España

Los extorsionados por ETA: “Si no pagabas, estabas amenazado de muerte; si pagabas, muerto en vida”

A lo largo de sus casi 600 páginas, el libro 'La bolsa y la vida' ahonda, más que ningún otro estudio anterior, en la financiación de la banda terrorista y sus principales víctimas, los empresarios

Josu Ugarte, coordinador de 'La bolsa y la vida'
Josu Ugarte, coordinador de 'La bolsa y la vida'

Al menos 25.000 millones de euros es lo que ETA (Euskadi Ta Askatasuna, País vasco y libertad) ha costado al Estado español según la estimación del libro ‘La Bolsa y la vida’, que se presentará en Madrid esta semana. Siete especialistas, entre ellos, historiadores, economistas, politólogos y expertos en seguridad, han participado de este estudio multidisciplinar y pormenorizado sobre la historia financiera de ETA que ha coordinado Josu Ugarte. A lo largo de sus casi 600 páginas fruto del trabajo de seis años de investigación, el libro ahonda, más que ningún otro estudio anterior, en la financiación de la banda terrorista y sus principales víctimas, los empresarios, según esboza el propio Ugarte a Vozpópuli.

¿Cómo surgió ETA?

Surge en los años 50 en un proceso de radicalización de jóvenes vinculados al Partido Nacionalista Vasco, en concreto, la vertiente más fanática de su fundador Sabino Arana contra todo lo identificable como español, que consideraban que la acción de su partido no era suficientemente radical frente a la Dictadura de Franco. Querían luchar contra el “genocidio cultural del País vasco”, y por su independencia, y así acabarían pasando a la lucha armada como forma de acción política. Esta estalla en junio de 1968 con el asesinato del guardia civil Antonio Pardines a manos del primer líder de ETA, Javier Echevarrieta, tras descubrir el guardia que ‘Txabi’ iba en un coche robado. El líder etarra acabaría muriendo en un tiroteo por el mismo incidente, poniéndose en marcha el círculo de ‘acción, reacción, acción’ que la organización venía teorizando ya desde mediados de los 60. Quizá el principal inconveniente que tenían a partir de entonces era encontrar financiación para esa lucha armada y buena parte del libro se dedica a documentar todo lo aparejado a esa financiación del terror.

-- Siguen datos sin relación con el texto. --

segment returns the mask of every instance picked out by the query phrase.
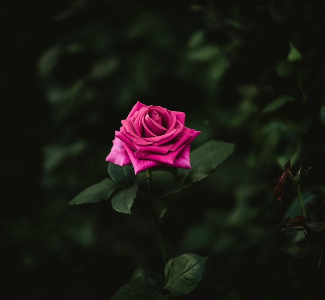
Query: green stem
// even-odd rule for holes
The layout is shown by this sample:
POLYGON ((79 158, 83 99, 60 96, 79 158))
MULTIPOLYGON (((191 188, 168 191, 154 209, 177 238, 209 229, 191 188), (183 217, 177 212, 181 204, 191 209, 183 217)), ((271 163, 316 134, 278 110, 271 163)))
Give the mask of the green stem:
POLYGON ((160 227, 160 223, 159 222, 159 218, 156 213, 155 209, 153 207, 153 205, 152 204, 152 199, 151 197, 151 186, 152 183, 152 177, 151 174, 151 170, 150 169, 147 169, 147 174, 148 178, 148 203, 149 206, 149 209, 150 211, 150 212, 157 226, 157 229, 158 231, 158 234, 159 237, 159 241, 160 243, 160 248, 161 250, 162 254, 162 259, 163 260, 164 266, 166 265, 167 263, 167 261, 166 258, 166 250, 165 249, 165 244, 164 243, 163 238, 162 236, 162 233, 161 228, 160 227))
MULTIPOLYGON (((301 209, 302 210, 303 214, 304 216, 307 219, 307 215, 306 214, 306 210, 305 209, 305 205, 304 205, 304 201, 303 200, 303 198, 301 196, 301 192, 300 191, 300 187, 298 185, 297 188, 297 191, 298 192, 298 195, 299 196, 299 199, 300 200, 300 204, 301 205, 301 209)), ((306 223, 308 222, 306 221, 306 223)))
POLYGON ((304 88, 303 87, 300 72, 299 71, 297 71, 296 72, 296 74, 297 75, 297 81, 298 82, 298 85, 299 86, 299 89, 300 90, 300 92, 301 93, 301 94, 303 96, 303 99, 304 100, 304 101, 306 101, 308 97, 305 93, 305 91, 304 90, 304 88))

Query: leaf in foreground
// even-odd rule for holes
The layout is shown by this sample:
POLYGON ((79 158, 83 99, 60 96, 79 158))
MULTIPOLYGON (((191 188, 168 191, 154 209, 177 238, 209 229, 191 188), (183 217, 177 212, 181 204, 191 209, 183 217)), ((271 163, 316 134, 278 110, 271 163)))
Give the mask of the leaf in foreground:
POLYGON ((113 181, 124 187, 129 187, 134 183, 136 178, 132 164, 121 167, 110 162, 108 164, 107 171, 113 181))
POLYGON ((186 253, 172 258, 165 268, 167 282, 164 289, 171 296, 182 296, 192 292, 201 281, 207 257, 186 253))
POLYGON ((119 191, 112 198, 113 208, 119 212, 130 214, 137 189, 138 186, 136 185, 129 188, 119 191))
POLYGON ((155 280, 140 277, 120 288, 111 300, 152 300, 158 298, 162 289, 155 280))
POLYGON ((99 202, 108 199, 117 188, 115 184, 109 178, 93 185, 78 194, 68 205, 99 202))
POLYGON ((192 182, 199 181, 212 174, 233 151, 235 145, 212 140, 191 152, 191 169, 180 169, 181 175, 192 182))

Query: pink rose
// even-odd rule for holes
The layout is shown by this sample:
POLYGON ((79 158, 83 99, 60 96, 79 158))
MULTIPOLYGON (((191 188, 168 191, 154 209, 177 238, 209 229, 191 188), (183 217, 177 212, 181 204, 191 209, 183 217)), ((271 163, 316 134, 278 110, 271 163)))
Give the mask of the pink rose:
POLYGON ((184 126, 185 114, 139 101, 115 131, 106 160, 133 165, 135 173, 153 167, 190 169, 190 143, 201 132, 184 126))

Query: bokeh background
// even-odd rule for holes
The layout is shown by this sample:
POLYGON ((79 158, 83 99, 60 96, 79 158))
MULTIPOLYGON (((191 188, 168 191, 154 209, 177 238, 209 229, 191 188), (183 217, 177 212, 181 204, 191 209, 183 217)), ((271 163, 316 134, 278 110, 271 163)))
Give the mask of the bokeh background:
POLYGON ((179 299, 317 299, 310 256, 285 252, 301 233, 268 227, 300 214, 290 184, 281 204, 273 194, 289 158, 293 172, 312 166, 303 197, 325 221, 323 3, 3 2, 4 298, 110 299, 137 267, 161 271, 141 203, 130 215, 109 201, 66 206, 107 177, 114 130, 139 101, 185 112, 202 132, 193 149, 236 145, 164 219, 169 257, 209 257, 179 299))

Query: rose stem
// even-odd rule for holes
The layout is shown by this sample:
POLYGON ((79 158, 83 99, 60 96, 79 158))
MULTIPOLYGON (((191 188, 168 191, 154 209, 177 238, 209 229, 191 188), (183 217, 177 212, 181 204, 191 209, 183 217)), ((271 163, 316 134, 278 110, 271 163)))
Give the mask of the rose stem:
MULTIPOLYGON (((298 192, 298 195, 299 196, 299 199, 300 200, 300 204, 301 205, 301 209, 303 211, 303 214, 304 216, 307 219, 307 215, 306 214, 306 210, 305 209, 305 205, 304 204, 304 201, 303 200, 303 198, 301 196, 301 192, 300 191, 300 187, 298 185, 297 188, 297 191, 298 192)), ((306 223, 308 223, 308 222, 306 221, 306 223)))
POLYGON ((159 222, 158 216, 156 213, 153 205, 152 204, 152 199, 151 197, 151 186, 152 183, 152 176, 151 174, 151 170, 150 169, 147 169, 147 174, 148 177, 148 203, 149 206, 149 209, 151 213, 151 214, 155 222, 157 225, 158 230, 158 234, 159 236, 159 240, 160 242, 160 248, 161 249, 162 254, 162 259, 163 260, 164 266, 166 265, 166 251, 165 250, 165 244, 162 233, 161 228, 160 227, 160 224, 159 222))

Portada de 'La bolsa y la vida'
Portada de 'La bolsa y la vida'

¿Cómo fue esa financiación?

Empleaban tres métodos: atracos, secuestros y extorsión. Hemos podido constatar que la forma más rentable fueron los secuestros: obtuvieron entre 103 y 106 millones de euros por esta vía al menos entre 1972 y 1996 (año en que acabó el secuestro más largo de un empresario, el de José María Aldaya, propietario de la compañía de transporte Alditrans, que duró 341 días). Efectuaron en total unos 49 secuestros, el primero de ellos, el de Lorenzo Zabala (consejero de Precicontrol). Los secuestros los hacían para conseguir dinero pero a veces, ya en democracia, también para conseguir una ‘victoria’ en una negociación laboral (y sustituir así a los sindicatos), como en el caso del director de Michelín, José Abaitua, del que participó el hoy líder de EH Bildu, Arnaldo Otegi, y que fue repudiado por UGT y CCOO.

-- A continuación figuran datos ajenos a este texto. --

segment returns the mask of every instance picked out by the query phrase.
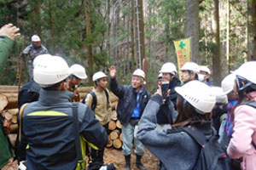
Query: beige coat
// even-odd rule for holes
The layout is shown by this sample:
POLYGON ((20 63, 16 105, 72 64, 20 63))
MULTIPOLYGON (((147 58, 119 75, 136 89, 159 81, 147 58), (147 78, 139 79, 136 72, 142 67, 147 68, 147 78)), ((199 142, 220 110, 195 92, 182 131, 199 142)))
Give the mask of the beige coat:
MULTIPOLYGON (((108 122, 109 122, 110 116, 111 116, 111 101, 110 101, 109 91, 107 89, 108 93, 109 104, 108 104, 107 96, 103 90, 100 92, 94 88, 92 91, 95 93, 96 96, 96 101, 97 101, 96 108, 94 110, 95 116, 100 121, 101 124, 104 126, 108 122)), ((93 101, 92 95, 90 94, 88 94, 85 99, 85 104, 90 108, 91 108, 92 101, 93 101)))

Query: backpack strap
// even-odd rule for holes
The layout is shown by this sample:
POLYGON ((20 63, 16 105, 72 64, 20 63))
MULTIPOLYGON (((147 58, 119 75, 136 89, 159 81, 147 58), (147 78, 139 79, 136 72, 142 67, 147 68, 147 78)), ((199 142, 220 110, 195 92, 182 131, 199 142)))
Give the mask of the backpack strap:
POLYGON ((251 100, 243 101, 239 105, 249 105, 249 106, 256 108, 256 101, 251 101, 251 100))
POLYGON ((194 128, 183 127, 182 129, 186 132, 196 143, 203 147, 207 143, 207 137, 194 128))
POLYGON ((78 162, 80 165, 81 170, 84 169, 82 164, 84 162, 82 150, 81 150, 81 143, 80 143, 80 131, 79 124, 79 113, 78 113, 78 103, 72 104, 72 111, 73 118, 73 126, 74 126, 74 133, 75 133, 75 146, 76 153, 78 156, 78 162))
POLYGON ((108 105, 109 105, 109 96, 108 96, 108 90, 106 88, 104 88, 103 90, 104 90, 106 97, 107 97, 108 105))
POLYGON ((25 107, 28 105, 28 103, 24 104, 20 110, 20 127, 19 127, 19 141, 21 142, 21 125, 22 125, 22 116, 24 112, 25 107))
MULTIPOLYGON (((91 108, 92 110, 94 110, 96 105, 97 105, 97 99, 96 99, 96 94, 93 91, 90 91, 90 93, 86 94, 85 97, 82 100, 82 103, 85 104, 85 99, 86 99, 89 94, 92 96, 92 103, 91 103, 91 107, 90 108, 91 108)), ((107 99, 108 99, 108 96, 107 96, 107 99)))

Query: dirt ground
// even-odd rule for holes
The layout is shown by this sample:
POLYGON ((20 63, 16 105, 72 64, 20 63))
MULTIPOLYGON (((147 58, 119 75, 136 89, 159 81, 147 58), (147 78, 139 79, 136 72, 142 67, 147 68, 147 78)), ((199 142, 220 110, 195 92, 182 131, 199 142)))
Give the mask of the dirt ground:
MULTIPOLYGON (((138 170, 135 166, 136 155, 131 154, 131 169, 138 170)), ((104 152, 105 163, 113 163, 116 169, 122 170, 125 165, 125 156, 123 156, 121 150, 115 150, 113 148, 106 148, 104 152)), ((143 156, 142 162, 147 167, 148 170, 158 170, 157 166, 158 159, 152 155, 148 150, 146 150, 145 155, 143 156)))
MULTIPOLYGON (((138 170, 135 166, 136 155, 131 154, 131 169, 138 170)), ((143 156, 142 162, 148 170, 158 170, 157 158, 153 156, 148 150, 146 150, 145 155, 143 156)), ((113 148, 106 148, 104 152, 105 163, 113 163, 117 170, 124 169, 125 165, 125 156, 123 156, 121 150, 115 150, 113 148)), ((18 170, 17 162, 10 160, 10 163, 5 166, 2 170, 18 170)))

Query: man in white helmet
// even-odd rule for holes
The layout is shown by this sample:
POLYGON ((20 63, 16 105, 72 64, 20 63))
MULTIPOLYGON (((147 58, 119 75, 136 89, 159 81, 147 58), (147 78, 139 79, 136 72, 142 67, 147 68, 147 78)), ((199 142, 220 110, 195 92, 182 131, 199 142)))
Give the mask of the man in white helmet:
POLYGON ((124 144, 122 149, 126 162, 125 170, 129 170, 131 167, 133 142, 136 145, 136 166, 139 169, 146 169, 141 162, 144 154, 144 146, 137 138, 134 138, 135 127, 138 124, 144 108, 150 99, 150 93, 143 88, 145 73, 141 69, 136 70, 132 74, 131 85, 130 86, 118 83, 115 78, 115 66, 110 67, 109 75, 111 77, 110 89, 119 99, 117 113, 118 118, 123 125, 124 144))
POLYGON ((180 69, 182 71, 181 80, 187 83, 191 80, 198 80, 199 65, 194 62, 186 62, 180 69))
POLYGON ((47 48, 41 44, 41 39, 38 35, 33 35, 31 37, 32 43, 27 46, 22 52, 21 57, 29 57, 28 64, 29 64, 29 75, 32 77, 32 69, 33 69, 33 60, 34 59, 44 54, 49 54, 47 48))
POLYGON ((207 65, 201 65, 199 67, 198 80, 200 82, 205 82, 208 86, 212 86, 210 80, 211 71, 207 65))
MULTIPOLYGON (((85 103, 92 110, 95 116, 105 128, 107 133, 109 133, 108 123, 111 120, 111 102, 109 99, 109 91, 108 90, 108 76, 102 72, 96 72, 92 76, 92 81, 95 87, 83 99, 82 103, 85 103)), ((88 170, 97 170, 104 166, 103 156, 104 148, 102 150, 90 150, 91 163, 90 163, 88 170)), ((113 169, 113 165, 106 165, 108 169, 113 169)))
POLYGON ((73 93, 72 101, 80 102, 81 98, 78 91, 78 86, 82 80, 87 78, 85 69, 80 65, 74 64, 70 67, 69 71, 71 75, 68 76, 67 89, 73 93))
POLYGON ((79 155, 75 141, 80 141, 79 136, 102 149, 108 134, 88 106, 71 102, 73 94, 66 90, 69 67, 62 58, 39 55, 34 62, 40 97, 20 112, 22 136, 29 146, 27 169, 75 169, 79 155))

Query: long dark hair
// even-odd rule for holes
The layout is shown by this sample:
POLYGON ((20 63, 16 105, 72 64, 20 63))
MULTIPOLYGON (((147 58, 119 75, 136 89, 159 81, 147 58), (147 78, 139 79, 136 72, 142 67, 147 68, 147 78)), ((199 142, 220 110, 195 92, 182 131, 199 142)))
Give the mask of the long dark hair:
POLYGON ((205 122, 210 121, 212 113, 199 114, 195 107, 187 102, 182 96, 177 98, 177 116, 172 127, 184 127, 192 124, 193 122, 205 122))

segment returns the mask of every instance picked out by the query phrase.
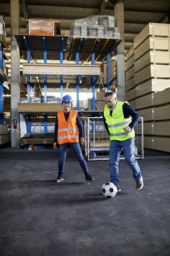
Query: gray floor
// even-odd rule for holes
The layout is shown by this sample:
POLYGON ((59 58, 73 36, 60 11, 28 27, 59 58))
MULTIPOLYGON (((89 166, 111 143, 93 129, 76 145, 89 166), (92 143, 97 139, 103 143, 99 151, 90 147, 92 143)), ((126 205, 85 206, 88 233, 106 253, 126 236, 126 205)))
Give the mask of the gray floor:
POLYGON ((69 149, 64 180, 58 149, 0 148, 1 256, 170 255, 170 155, 144 150, 144 187, 120 162, 122 192, 107 199, 108 161, 87 162, 89 184, 69 149))

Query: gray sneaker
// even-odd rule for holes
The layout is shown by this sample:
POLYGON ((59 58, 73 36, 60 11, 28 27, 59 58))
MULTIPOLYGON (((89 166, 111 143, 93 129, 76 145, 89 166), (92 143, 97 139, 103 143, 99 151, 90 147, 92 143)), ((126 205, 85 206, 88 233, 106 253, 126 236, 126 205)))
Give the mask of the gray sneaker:
POLYGON ((121 192, 121 191, 122 191, 121 188, 120 187, 117 187, 117 192, 121 192))
POLYGON ((59 172, 58 177, 56 180, 55 180, 55 182, 60 182, 60 181, 62 181, 64 180, 63 178, 63 173, 62 172, 59 172))
POLYGON ((136 180, 136 183, 137 183, 137 189, 138 189, 138 190, 140 190, 140 189, 142 189, 142 188, 143 187, 142 176, 141 176, 141 178, 139 180, 136 180))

La forma más rentable de financiación fueron los secuestros: ETA obtuvo entre 103 y 106 millones de euros por esta vía"

Por la vía del atraco consiguieron 19 millones entre 1977 y 1996, iban contra entidades bancarias aunque fueron viendo que los riesgos que asumían no eran razonables y por eso con el tiempo acabaron apostando más por las otras vías. Por la de extorsión, obtuvieron 21,5 millones entre 1970 y 1986. Las cartas de amenaza han llegado a al menos 10.000 personas, y hay casos detectados hasta 2010.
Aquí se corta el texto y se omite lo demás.